Discussion in 'Shop Talk - BladeSmith Questions and Answers' started by Hankins, Mar 13, 2009.

  1. Hankins


    Dec 7, 2008
    Anyone have a fool proof method for bonding Hard rubber to steel?
    Have some 80 durometer rubber sheets I would like to use for handle scale material.
    What would be the best way to bond it, so it will stand up on a heavy use blade?
  2. Mark Terrell

    Mark Terrell Moderator Moderator BANNED

    Jun 23, 2006
    80 Duro should hold up ok, as there's a lot of neoprene handles out there these days....

    You'll need to flatten and rough the side that's touching the steel (I'd recommend bead/sand blasting both the handles (tape off sections you don't want blasted) and the scales...

    Then, use an epoxy with a longer cure time (not the 30 minute stuff)..... You should be fine with that. 3m also has some stuff (durabond I think) that will hold anything, just don't get it on yourself......

  3. bikermikearchery


    Jan 18, 2007
    My experience with the hard rubber stallmat is that superglue holds better than epoxy.
  4. Tinbasher


    Jan 24, 2007
    What he said, super glue loves rubber and clean steel.

  5. Stacy E. Apelt - Bladesmith

    Stacy E. Apelt - Bladesmith ilmarinen - MODERATOR Moderator Knifemaker / Craftsman / Service Provider

    Aug 20, 2004
    There is a special black epoxy for bonding ruber to steel. IIRC, K&G sells it in their catalog. System Three T-88 is also rated for this use.
  6. Slaytanic


    May 19, 2003
    RTV / Silicone works well..
  7. David Schott

    David Schott

    Sep 27, 2004
    When I did neoprene to steel, I avoided all epoxies. Most are simply too brittle for a material that will flex like rubber.

    I eventually found myself in an autobody store and asked what they use to bond carbody accessories to sheet metal on the exterior of cars. he sold me a tube of black adhesive that dries almost the same flexibility as neoprene.

    I think mainly you are just sealing...I know the neoprene handles I did hardly even needed to be glued. Even after drilling, I had to drive the pins into the holes and upon test-fitting, it was a bitch to get the handles back off even without glue since the neoprene held the pins so snugly.
  8. Nathan the Machinist

    Nathan the Machinist KnifeMaker / Machinist / Evil Genius Moderator Knifemaker / Craftsman / Service Provider

    Feb 13, 2007
    I haven't tried everything, but I had an application where I had to bond to rubber in a production application. It can be tricky because the wax processing aids used in rubber. We had adhesive reps come out and I even talked to engineers at 3M and Loctite.
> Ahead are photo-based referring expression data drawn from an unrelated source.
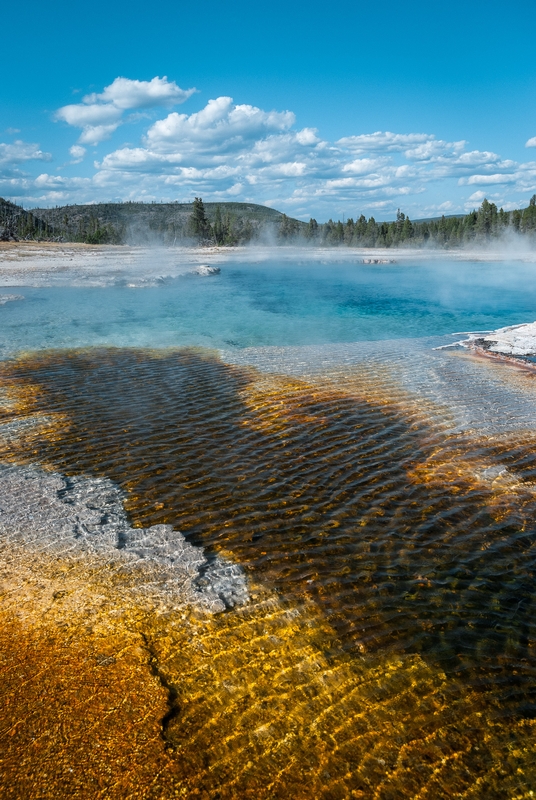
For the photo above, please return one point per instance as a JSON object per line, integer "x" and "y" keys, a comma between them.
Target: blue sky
{"x": 315, "y": 109}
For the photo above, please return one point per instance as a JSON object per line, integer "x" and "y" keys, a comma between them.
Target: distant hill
{"x": 240, "y": 223}
{"x": 166, "y": 223}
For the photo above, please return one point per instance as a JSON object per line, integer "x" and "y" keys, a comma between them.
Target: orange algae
{"x": 396, "y": 657}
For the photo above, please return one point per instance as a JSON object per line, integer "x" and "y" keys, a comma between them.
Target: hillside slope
{"x": 166, "y": 223}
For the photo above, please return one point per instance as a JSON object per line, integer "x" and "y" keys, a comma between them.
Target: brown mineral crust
{"x": 80, "y": 715}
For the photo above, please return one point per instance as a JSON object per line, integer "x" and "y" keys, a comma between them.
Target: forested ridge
{"x": 240, "y": 223}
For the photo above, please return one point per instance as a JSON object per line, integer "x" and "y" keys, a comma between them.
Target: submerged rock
{"x": 46, "y": 512}
{"x": 205, "y": 269}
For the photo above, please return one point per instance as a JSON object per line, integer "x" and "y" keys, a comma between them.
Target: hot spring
{"x": 297, "y": 423}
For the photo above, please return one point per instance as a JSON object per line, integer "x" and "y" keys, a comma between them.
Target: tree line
{"x": 485, "y": 224}
{"x": 228, "y": 226}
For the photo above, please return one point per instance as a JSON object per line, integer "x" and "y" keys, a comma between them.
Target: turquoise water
{"x": 382, "y": 491}
{"x": 250, "y": 305}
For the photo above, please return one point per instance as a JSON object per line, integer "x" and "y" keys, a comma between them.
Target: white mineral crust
{"x": 516, "y": 340}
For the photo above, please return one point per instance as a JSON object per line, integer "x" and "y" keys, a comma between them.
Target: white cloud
{"x": 77, "y": 153}
{"x": 124, "y": 93}
{"x": 384, "y": 141}
{"x": 21, "y": 151}
{"x": 241, "y": 151}
{"x": 99, "y": 115}
{"x": 221, "y": 125}
{"x": 484, "y": 180}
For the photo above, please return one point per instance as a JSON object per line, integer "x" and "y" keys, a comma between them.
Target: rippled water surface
{"x": 381, "y": 497}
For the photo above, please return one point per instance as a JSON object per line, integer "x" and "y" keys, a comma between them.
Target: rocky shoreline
{"x": 46, "y": 513}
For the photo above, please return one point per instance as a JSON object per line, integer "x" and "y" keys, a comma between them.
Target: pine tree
{"x": 199, "y": 223}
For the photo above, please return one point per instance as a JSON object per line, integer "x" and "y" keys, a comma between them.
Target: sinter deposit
{"x": 515, "y": 340}
{"x": 45, "y": 512}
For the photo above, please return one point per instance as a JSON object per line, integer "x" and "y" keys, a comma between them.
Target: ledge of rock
{"x": 49, "y": 513}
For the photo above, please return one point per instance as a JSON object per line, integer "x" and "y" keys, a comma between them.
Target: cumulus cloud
{"x": 384, "y": 140}
{"x": 484, "y": 180}
{"x": 124, "y": 93}
{"x": 77, "y": 153}
{"x": 235, "y": 150}
{"x": 99, "y": 115}
{"x": 220, "y": 126}
{"x": 21, "y": 151}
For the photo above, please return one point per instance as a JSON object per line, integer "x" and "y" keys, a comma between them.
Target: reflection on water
{"x": 390, "y": 652}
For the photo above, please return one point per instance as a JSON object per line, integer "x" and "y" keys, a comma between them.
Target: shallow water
{"x": 264, "y": 304}
{"x": 381, "y": 496}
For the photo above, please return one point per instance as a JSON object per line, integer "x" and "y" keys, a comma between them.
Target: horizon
{"x": 342, "y": 118}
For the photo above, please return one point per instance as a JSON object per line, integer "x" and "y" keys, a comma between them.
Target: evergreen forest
{"x": 229, "y": 224}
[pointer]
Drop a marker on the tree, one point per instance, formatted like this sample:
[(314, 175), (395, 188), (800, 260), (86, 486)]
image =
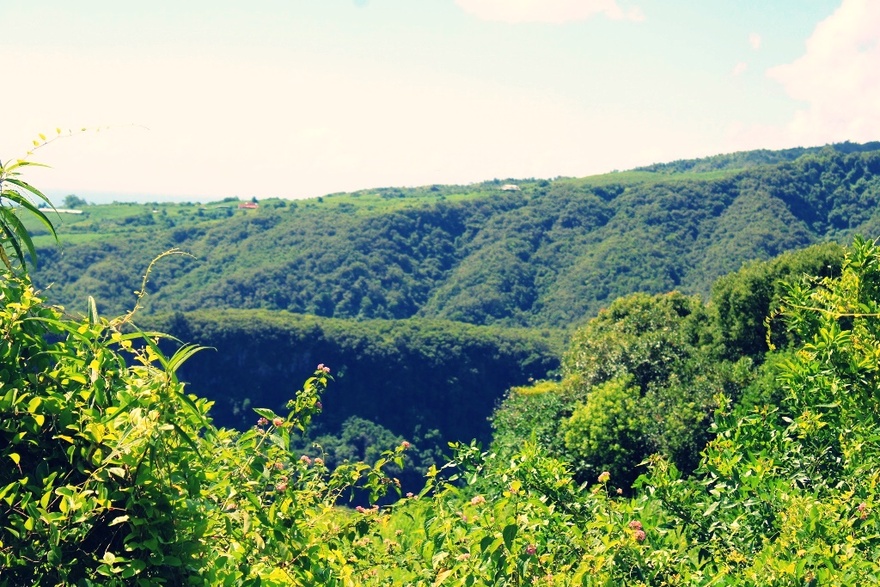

For our application we had the best luck with a super glue. The best was:

    3M pronto CA40H. It is about $20 an ounce.

    But we ended up using something by 3bond because it worked almost as well an was much less expensive
  9. Bill Burke

    Bill Burke

    Aug 1, 2008
    I second the atv silicon rubber
  10. Bill DeShivs

    Bill DeShivs KnifeMaker / Craftsman / Service Provider Knifemaker / Craftsman / Service Provider

    Jun 6, 2000
    Plain old contact cement works well.
  11. richard j

    richard j

    Apr 1, 2007
    i have been using neoprene for years on my knives and plain old superglue has worked the best for me. i had to remove a scale one day to replace it and had a hard time to get it off.
  12. Hankins


    Dec 7, 2008
    Thanks for the advice...tried contact cement and it bonded the rubber together very well, still need to try bonding it to steel.
    Also tried K&G 24hr epoxy and that worked but did not stand up to the "Whack it against the cement test" very well. held to the steel but there was a clean break at the rubber. No evidence that it had really gripped the rubber well.
    Your obsevations are correct a hard/brittle epoxy bond is not compatible with flexable material like rubber.
    Will give RTV a try tonight and post the results tomoorrow.
    My reservation with Superglue is the whole Moisture/Water and shock issue of it failing as a bonding agent.